Monday, September 26, 2016

Why Higher Highs Could Be In Store For Time Warner Stock

Media behemoth Time Warner TWX -0.75% has put in an impressive year on the charts. Since the start of 2016, the shares have rallied 19.4%, managing a series of higher highs along the way, including a 52-week peak above $80 last month.

While TWX has pulled back some in recent weeks, bulls will be happy to know that the stock’s rising 160-day moving average sits just below. The significance of this trendline can’t be overstated. The last six occasions in which TWX has approached this level over the previous three years, it’s posted positive 21-day returns each time — with an average advance of 4.5%, according to Schaeffer’s Senior Quantitative Analyst Rocky White. Furthermore, this same moving average helped guide the stock to its all-time highs last July.

This promising technical setup isn’t the only reason to like Time Warner at the moment. From a contrarian standpoint, as well, the shares are well-positioned for extended upside in the near future. For instance, bearish option traders have been swarming TWX during the past two weeks. This is evidenced by the stock’s alarmingly high 10-day put/call volume ratio of 8.29 at the International Securities Exchange (ISE), Chicago Board Options Exchange (CBOE) and NASDAQ OMX PHLX (PHLX), which represents a 12-month high.

Looking closer, the top three TWX options during the past two weeks, going by open interest added, were puts. What’s more, these contracts – namely, the weekly 9/30 73- and 76.50-strike puts, as well as the October 72.50 put — all sit just below the stock’s current price level, and are set to expire within the next month. As such, TWX stock should get a lift, as the hedges related to these bearish positions begin to unwind ahead of expiration.

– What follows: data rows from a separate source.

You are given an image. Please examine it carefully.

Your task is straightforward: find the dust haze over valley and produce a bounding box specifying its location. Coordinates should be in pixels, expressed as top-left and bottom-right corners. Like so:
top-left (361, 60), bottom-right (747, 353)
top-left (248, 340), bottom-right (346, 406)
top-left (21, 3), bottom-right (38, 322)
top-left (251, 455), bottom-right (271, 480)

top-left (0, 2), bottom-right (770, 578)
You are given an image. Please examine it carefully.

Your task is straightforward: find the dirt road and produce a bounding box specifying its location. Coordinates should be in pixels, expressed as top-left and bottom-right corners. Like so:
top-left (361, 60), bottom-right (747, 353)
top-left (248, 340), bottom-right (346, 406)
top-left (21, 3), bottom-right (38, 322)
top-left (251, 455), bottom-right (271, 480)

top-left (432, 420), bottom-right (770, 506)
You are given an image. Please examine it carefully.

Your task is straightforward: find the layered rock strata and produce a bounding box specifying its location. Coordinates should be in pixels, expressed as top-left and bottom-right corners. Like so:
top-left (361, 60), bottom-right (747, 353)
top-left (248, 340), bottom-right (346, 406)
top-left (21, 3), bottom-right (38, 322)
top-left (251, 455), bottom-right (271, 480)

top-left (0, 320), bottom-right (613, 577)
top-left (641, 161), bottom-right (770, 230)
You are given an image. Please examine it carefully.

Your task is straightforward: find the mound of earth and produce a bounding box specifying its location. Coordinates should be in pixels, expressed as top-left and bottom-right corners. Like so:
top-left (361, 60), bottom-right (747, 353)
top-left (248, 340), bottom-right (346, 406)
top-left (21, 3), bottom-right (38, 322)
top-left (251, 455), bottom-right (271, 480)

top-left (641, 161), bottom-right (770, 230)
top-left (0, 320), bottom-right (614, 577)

This seemingly skeptical outlook is shared by plenty of analysts, too. By the numbers, nine brokerage firms still rate TWX just a “hold,” meaning there’s a chance for bullish notes to drive the stock higher. What’s more, short interest on the stock has been halved since early February — yet Time Warner’s short-interest ratio comes in at a healthy 3.50. In other words, there’s still a healthy amount of sideline cash available to drive TWX higher on the charts, if this short-covering trend continues.